In the game's first level, the player is given military training, and learns how to control vehicles and fire turrets and vehicular weaponry. At the end of the level, the next Martian cylinder arrives, and the invasion begins wholesale. Throughout the game, the player must take control of various vehicles, each with their own strengths and weaknesses, and use them strategically to fight their way through Martian settlements, free humans from Martian farms, protect human cities and villages, and carry out various other missions in aid of the resistance.

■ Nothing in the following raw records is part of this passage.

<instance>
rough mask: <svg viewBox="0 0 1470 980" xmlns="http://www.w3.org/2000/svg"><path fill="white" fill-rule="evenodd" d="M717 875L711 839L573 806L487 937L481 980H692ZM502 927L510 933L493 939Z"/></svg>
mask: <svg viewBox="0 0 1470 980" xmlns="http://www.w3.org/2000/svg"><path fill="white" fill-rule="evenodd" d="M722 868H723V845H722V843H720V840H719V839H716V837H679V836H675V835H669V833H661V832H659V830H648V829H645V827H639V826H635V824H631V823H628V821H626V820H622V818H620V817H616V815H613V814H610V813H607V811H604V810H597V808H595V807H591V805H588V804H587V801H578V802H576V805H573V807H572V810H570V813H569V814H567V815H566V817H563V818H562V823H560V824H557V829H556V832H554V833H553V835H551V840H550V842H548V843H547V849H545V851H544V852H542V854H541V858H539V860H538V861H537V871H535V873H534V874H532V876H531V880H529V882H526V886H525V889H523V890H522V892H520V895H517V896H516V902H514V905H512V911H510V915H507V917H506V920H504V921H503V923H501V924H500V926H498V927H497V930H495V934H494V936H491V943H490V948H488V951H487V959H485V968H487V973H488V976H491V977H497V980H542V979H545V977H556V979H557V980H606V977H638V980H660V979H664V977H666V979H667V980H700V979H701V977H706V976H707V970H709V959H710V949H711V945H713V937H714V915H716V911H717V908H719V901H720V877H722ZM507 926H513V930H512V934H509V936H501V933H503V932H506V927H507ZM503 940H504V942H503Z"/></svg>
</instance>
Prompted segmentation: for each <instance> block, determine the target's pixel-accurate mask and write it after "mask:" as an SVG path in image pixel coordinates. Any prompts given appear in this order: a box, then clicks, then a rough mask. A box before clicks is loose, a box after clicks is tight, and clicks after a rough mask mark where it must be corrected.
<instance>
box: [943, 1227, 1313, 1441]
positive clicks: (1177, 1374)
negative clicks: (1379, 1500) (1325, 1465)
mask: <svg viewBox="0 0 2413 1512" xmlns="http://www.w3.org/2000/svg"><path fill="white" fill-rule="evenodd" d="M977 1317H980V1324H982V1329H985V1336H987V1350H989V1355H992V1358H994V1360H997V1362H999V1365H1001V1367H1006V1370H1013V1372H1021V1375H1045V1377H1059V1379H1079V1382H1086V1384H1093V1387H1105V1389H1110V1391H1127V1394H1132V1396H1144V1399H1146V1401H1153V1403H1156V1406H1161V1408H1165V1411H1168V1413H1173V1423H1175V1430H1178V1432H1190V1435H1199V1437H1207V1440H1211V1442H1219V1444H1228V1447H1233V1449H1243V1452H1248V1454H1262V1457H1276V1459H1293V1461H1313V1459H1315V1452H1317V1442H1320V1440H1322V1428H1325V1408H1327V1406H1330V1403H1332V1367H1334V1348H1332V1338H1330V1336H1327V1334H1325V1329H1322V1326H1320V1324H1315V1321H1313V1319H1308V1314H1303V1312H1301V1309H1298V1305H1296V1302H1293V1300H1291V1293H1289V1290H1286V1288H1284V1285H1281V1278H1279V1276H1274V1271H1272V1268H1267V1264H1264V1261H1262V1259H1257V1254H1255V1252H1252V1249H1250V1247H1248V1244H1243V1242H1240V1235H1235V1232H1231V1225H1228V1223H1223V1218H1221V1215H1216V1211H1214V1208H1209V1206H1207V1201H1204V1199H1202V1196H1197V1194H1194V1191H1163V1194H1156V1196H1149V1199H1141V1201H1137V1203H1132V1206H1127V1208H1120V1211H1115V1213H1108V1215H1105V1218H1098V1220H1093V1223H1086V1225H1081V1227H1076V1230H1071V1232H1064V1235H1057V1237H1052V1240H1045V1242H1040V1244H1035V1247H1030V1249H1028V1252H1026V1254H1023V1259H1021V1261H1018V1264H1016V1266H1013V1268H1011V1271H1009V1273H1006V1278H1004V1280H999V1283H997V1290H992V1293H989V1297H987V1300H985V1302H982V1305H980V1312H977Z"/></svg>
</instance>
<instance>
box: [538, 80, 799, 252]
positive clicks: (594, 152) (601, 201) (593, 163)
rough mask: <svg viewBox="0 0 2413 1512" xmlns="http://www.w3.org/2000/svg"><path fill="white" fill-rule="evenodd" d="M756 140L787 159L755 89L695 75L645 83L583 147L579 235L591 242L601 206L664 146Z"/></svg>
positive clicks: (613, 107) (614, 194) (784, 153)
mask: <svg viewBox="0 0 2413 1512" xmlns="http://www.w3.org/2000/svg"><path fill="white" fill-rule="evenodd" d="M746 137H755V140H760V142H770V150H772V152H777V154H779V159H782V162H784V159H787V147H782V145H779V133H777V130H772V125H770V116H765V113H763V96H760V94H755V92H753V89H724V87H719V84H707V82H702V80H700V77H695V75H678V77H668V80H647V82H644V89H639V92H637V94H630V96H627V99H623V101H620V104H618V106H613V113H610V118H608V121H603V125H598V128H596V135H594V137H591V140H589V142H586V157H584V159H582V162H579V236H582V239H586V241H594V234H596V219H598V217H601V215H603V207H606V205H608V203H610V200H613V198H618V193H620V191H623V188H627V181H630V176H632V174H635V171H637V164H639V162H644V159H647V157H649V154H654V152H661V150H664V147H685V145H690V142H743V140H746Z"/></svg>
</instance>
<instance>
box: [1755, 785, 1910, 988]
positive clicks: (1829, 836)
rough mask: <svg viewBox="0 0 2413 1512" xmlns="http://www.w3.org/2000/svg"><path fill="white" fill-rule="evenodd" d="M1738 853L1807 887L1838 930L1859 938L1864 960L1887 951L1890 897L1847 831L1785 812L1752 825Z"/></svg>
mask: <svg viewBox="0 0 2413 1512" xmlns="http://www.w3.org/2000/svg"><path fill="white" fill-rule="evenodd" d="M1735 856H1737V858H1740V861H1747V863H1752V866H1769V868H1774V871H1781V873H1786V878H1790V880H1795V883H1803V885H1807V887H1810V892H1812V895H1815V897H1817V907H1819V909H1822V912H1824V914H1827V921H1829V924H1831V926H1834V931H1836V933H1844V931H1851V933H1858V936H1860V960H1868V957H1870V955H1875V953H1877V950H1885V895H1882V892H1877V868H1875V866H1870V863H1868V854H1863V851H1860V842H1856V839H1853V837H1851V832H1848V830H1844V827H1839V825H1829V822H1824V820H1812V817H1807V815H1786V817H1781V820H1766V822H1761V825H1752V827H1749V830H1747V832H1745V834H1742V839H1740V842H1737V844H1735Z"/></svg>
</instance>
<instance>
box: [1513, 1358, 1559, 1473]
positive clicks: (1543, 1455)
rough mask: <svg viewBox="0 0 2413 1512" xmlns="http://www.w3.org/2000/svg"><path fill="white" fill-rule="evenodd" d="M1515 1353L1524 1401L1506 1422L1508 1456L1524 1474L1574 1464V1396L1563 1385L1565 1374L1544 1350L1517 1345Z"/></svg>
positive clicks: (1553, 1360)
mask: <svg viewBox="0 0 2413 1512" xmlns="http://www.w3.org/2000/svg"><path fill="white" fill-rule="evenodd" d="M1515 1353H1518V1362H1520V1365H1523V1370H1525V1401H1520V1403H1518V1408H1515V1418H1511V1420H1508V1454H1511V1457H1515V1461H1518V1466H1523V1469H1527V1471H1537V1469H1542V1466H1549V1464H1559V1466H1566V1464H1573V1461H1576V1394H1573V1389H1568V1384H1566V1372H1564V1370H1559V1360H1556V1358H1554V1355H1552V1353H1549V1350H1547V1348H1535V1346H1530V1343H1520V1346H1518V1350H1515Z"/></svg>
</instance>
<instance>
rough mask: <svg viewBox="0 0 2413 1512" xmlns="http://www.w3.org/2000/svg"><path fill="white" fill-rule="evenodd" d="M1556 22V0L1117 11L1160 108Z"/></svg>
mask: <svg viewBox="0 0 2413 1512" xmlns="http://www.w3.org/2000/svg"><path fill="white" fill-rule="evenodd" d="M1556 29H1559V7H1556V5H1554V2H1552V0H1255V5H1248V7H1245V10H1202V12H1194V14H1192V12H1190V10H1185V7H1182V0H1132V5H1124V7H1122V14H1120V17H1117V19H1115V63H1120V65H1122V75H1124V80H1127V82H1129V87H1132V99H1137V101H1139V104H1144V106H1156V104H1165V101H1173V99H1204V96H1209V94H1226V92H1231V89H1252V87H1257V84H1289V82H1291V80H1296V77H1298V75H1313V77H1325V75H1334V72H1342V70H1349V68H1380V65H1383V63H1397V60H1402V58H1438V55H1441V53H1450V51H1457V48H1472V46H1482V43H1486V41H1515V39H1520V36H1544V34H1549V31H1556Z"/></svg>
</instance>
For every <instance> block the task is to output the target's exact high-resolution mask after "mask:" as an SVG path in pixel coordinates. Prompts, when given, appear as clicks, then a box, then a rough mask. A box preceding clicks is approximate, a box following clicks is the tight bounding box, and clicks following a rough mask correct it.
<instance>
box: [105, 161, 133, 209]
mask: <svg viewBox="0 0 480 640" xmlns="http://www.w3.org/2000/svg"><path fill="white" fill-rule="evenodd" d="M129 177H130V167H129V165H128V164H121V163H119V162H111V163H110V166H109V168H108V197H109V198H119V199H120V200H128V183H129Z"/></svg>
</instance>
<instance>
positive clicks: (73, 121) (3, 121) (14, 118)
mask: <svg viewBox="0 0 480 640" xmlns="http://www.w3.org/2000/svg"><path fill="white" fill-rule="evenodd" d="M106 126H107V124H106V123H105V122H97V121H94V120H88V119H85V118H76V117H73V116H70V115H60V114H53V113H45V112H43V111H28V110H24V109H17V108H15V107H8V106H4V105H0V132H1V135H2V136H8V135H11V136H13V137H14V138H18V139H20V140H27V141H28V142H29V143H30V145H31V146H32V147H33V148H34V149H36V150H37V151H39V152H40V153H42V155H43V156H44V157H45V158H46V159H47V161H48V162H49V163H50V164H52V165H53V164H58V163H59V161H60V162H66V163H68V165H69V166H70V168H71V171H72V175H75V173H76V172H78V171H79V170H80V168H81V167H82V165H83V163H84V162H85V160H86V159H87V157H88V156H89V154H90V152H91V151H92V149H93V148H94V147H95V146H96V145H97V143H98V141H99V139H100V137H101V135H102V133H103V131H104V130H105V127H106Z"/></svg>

The game's story resolution differs from that of the book and album in that the Martians do not succumb to the common cold virus. Instead they must be fought off with the use of military force and human ingenuity and cunning. Eventually the player reaches the Scottish Highlands, where the Martians have made their main base (in the novel and album, the Martian base was instead located in London). Once the player destroys the seven Martian Elders who are directing the invasion, the war ends, and peace is restored. The player's soldier character (now seen for the first time) escapes the destruction of the Martian base, and the journalist narrator wonders if the Martians might strike again some day. The album's NASA epilogue is omitted, leaving the game's conclusion closer to the open-ended ambiguity of the original novel.

==Soundtrack==
The game features an instrumental techno/electronica soundtrack, consisting of seven remixes of music from Jeff Wayne's Musical Version of The War of the Worlds. These remixes were arranged, engineered, programmed and mixed by the musical group Max Mondo, along with Stephen Murphy, and were first heard in the War of the Worlds PC game released the previous year. Jeff Wayne oversaw the remixing process. The PlayStation game's score includes versions of "The Spirit of Man", "Brave New World", "Red Weed", "Horsell Common", "The Fighting Machine", and two versions of "The Eve of the War" (called the "Human" and "Martian" mixes). The player can pause the game and switch between any of the seven tracks at any time. The main menu of the game also features a music player. The remix of "Dead London" featured in the PC game is omitted. Part of the game's soundtrack was later re-released in the ullaDUBulla remix album.

==Reception==
The game received generally positive reviews. In June 1998, PlayStation Pro published a review, giving the game a score of 91%. In December 1999, PlayStation Plus rated the game at 8/10. PlayStation Extreme reviewed it in their 24th issue, giving it a score of 83%. In January 2000, German magazine Video Games reviewed the game, praising its variety and selection of vehicles, but criticising its controls and "average" graphics; they awarded it a score of 70%. NowGamer gave the game a score of 48, saying that "[its] plausible tactical element and heavy dose of blasting just about saves it from extinction, but it was a close run thing". Others criticised the game's unusual mixture of the third-person shooter and strategy genres.